Parent: “how was your day?”

Kid: “good” (or) “okay” (or) “mumble mumble” (or, most likely) “I’m hungry, what’s for supper?”

And that assumes they can talk. Infants can’t even give that much of a report.

Even if the child does give a better report the parent cannot really tell whether it’s trustworthy or not. That’s the asymmetry. There is some level of “quality” of care, but the parent, because they’re not there to observe, doesn’t have the data on which to make a judgment about quality, and can never really know. That’s the market problem.

The solution to this problem for proponents of licenced care is to introduce a signal that acts as a type of seal of quality, sort of like “Grade A chicken” is a seal that shows that you’re getting quality. The preferred signal for daycare advocates is a common regulatory signal: a license.

The license is supposed to indicate a base (or higher) level of quality that stands in for the information the parent lacks. Now, on the one hand, this isn’t bad per se. We can articulate standards and send signals to show they have been met, and a certain level of regulation (for instance, the requirement of police checks is a classic example of a good requirement) makes total sense.

But the assumptions that align “licenced” with “quality,” or the presumption that licences will solve the market problem of asymmetrical information — and particularly the way it’s used to place all government financial support toward regulated care as the federal budget does — is faulty.
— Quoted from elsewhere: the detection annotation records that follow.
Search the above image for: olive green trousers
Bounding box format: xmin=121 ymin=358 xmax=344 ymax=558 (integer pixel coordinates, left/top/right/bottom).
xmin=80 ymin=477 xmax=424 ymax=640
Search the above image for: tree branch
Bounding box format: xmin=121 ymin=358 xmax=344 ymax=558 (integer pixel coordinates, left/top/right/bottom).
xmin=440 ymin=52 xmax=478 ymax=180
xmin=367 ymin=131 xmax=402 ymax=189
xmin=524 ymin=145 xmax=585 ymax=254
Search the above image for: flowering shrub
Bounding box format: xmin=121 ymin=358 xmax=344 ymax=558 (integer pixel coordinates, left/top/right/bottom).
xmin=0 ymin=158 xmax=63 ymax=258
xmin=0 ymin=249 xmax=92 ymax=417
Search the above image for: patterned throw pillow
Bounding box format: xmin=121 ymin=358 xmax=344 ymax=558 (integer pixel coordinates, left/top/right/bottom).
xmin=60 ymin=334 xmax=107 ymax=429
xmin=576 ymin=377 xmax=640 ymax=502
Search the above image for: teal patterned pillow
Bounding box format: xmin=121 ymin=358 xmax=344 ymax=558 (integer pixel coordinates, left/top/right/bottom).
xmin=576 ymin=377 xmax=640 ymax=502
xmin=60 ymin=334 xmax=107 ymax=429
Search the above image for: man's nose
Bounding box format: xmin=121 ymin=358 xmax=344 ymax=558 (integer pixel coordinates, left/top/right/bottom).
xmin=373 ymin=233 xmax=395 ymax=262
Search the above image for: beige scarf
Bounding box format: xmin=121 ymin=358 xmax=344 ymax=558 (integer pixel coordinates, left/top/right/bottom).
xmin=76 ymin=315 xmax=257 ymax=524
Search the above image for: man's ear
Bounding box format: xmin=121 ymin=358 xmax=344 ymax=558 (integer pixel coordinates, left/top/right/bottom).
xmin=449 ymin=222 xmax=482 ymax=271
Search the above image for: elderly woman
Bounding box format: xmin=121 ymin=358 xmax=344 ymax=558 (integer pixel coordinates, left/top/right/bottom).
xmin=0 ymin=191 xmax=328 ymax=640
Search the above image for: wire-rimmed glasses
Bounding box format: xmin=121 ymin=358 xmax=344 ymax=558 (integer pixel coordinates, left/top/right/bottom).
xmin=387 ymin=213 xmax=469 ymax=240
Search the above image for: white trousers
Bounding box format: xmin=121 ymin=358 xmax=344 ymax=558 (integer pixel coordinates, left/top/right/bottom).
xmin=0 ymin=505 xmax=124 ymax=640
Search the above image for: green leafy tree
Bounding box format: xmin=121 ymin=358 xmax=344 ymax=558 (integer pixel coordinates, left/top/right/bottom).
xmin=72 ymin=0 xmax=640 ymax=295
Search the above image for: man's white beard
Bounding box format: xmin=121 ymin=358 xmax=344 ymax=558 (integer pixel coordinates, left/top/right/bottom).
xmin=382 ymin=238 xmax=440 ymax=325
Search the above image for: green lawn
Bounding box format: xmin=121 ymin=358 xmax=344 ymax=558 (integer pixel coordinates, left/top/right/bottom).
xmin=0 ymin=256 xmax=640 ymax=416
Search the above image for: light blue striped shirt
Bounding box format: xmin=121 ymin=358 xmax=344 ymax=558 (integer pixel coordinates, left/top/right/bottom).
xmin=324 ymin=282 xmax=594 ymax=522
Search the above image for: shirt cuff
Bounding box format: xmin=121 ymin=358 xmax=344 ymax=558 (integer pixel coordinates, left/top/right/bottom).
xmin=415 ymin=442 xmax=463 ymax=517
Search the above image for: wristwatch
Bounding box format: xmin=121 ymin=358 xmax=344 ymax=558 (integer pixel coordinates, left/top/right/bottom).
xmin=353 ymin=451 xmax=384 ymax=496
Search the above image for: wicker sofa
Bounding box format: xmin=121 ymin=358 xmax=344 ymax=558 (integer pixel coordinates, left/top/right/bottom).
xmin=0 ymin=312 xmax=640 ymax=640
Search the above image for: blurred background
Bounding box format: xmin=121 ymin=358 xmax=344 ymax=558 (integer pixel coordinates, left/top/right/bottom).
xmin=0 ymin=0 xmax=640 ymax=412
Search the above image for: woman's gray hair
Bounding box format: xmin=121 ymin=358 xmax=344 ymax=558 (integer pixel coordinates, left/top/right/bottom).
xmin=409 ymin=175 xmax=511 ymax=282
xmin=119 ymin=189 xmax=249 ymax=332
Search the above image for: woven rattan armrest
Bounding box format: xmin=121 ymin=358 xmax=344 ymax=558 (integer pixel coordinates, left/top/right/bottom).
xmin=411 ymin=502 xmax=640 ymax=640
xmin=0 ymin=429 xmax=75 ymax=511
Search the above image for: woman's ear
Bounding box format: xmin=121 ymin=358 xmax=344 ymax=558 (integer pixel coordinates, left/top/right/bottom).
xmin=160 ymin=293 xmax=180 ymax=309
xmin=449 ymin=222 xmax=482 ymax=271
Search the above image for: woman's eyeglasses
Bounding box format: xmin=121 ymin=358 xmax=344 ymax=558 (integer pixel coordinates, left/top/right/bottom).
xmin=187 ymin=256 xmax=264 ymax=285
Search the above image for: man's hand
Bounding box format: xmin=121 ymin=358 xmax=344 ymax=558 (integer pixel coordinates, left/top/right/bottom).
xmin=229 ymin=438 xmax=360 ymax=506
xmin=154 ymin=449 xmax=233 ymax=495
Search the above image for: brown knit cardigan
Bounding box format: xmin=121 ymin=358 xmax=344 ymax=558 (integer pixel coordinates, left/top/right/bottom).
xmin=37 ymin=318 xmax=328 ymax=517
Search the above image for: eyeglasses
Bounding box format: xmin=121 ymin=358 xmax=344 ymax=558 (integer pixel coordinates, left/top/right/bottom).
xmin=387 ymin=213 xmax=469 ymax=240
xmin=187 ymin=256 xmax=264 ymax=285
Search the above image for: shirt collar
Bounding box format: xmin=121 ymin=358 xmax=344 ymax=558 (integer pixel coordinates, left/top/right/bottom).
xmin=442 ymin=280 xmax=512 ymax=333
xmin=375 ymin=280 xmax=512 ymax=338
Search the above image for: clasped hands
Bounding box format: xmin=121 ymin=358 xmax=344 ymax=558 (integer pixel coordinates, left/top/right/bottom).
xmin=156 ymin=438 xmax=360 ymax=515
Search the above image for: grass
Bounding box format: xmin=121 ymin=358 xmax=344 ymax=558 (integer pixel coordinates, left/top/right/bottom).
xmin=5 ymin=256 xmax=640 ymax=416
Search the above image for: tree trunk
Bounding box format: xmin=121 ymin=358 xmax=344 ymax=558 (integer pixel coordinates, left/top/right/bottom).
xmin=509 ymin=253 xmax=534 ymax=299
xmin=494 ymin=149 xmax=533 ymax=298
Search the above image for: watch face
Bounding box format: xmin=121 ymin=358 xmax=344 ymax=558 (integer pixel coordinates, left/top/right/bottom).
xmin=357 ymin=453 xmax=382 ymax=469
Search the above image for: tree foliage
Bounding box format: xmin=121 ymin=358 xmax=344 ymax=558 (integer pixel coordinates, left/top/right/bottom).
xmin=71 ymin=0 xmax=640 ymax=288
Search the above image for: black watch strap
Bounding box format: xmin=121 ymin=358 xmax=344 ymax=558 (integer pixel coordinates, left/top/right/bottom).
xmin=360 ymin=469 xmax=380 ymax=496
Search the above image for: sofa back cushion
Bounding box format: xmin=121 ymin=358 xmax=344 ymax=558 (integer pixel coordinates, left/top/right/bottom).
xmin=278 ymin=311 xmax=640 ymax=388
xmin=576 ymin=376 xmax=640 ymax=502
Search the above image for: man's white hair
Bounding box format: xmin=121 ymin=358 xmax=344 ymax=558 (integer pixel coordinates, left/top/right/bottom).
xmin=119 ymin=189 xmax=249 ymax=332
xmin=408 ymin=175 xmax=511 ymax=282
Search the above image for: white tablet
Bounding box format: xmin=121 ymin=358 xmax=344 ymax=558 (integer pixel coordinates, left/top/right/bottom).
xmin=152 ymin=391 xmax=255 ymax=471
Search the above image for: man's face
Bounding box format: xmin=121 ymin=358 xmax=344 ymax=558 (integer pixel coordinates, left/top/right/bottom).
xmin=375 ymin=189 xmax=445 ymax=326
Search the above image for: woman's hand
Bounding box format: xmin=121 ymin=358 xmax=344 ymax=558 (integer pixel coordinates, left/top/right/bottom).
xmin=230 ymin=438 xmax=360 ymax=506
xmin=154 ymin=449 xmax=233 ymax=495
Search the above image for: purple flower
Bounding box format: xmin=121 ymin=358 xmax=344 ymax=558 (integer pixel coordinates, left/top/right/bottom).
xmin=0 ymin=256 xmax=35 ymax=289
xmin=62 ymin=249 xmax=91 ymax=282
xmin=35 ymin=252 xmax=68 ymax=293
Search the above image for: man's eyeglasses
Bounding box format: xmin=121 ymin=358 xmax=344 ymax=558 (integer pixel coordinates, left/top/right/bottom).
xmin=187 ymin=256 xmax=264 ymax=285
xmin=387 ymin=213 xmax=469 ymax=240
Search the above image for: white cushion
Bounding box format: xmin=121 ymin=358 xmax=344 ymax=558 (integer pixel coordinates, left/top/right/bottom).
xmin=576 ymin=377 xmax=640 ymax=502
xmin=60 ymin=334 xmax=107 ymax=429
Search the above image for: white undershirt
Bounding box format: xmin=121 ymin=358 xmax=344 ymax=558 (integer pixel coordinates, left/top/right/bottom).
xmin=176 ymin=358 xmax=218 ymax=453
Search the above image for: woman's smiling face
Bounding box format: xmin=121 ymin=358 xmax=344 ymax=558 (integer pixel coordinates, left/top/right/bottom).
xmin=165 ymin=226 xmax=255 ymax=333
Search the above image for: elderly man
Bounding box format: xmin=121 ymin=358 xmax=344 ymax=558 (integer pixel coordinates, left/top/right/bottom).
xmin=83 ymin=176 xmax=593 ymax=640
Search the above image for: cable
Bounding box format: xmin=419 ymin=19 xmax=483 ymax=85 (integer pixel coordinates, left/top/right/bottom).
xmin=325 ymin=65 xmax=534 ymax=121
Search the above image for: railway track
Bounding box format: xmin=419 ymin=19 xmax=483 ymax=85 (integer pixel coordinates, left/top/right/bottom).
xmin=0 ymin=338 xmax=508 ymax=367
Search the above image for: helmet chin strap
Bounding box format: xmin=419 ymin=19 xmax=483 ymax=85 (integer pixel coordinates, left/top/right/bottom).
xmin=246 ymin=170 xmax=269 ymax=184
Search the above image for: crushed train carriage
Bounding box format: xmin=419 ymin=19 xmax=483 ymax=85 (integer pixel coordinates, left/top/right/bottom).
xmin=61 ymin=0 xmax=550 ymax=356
It doesn’t align with real life and can lead to potentially perverse outcomes.

Here are the key issues with the assumptions behind the asymmetry of information market failure.

The first is that it assumes a technocratic understanding of quality. That is, that child care (a complicated matter if there ever was one) can be given a rubric of indicators of quality from civil servants that will stand in for a genuine marker of the love and care that a child receives or not. Again, basic standards can make sense (staff-to-child ratios and background checks are a few good examples) but these standards all lean toward the legible and easily quantifiable.

As quality markers, the qualitative insight from a lot of these standards are very hard to find or highly debatable. Take, for instance, another preferred measure: an Early Childhood Educator certification of some sort. It’s plausible that ECEs can provide higher quality of care than say, your neighbour, or someone from your mosque, or temple, or your family (or anyone with whom you have an organic connection) but on what grounds? Often, again, it comes back to some sort of quantifiable measure.

The state is good at putting in measures, but how does this change the conversation between the parent and the child on the way home from daycare?

Moreover, and this is perhaps my biggest problem with the conflation of licenses and quality, it dramatically underappreciates the extent to which parents garner qualitative information organically and communally.

Think about how people go about finding a child care provider. You might go online to seek a licensed or government spot and say “done.” But that’s not what most parents do. Most parents ask their friends, neighbours, parents, and other members of their community for feedback. This organic grazing for information and gleaning of insight from people you trust and relate to is part and parcel of how parents evaluate quality. That’s why positive word of mouth feedback is the holy grail for any institution, because it’s the most reliable and trustworthy.

Another problem with this conception of a market failure is that it assumes that the parent/child communication feedback loop is functionally unreliable. Granted, children aren’t fully reliable, but parents are far more in-tune with the effects of care on their kids than this suggests.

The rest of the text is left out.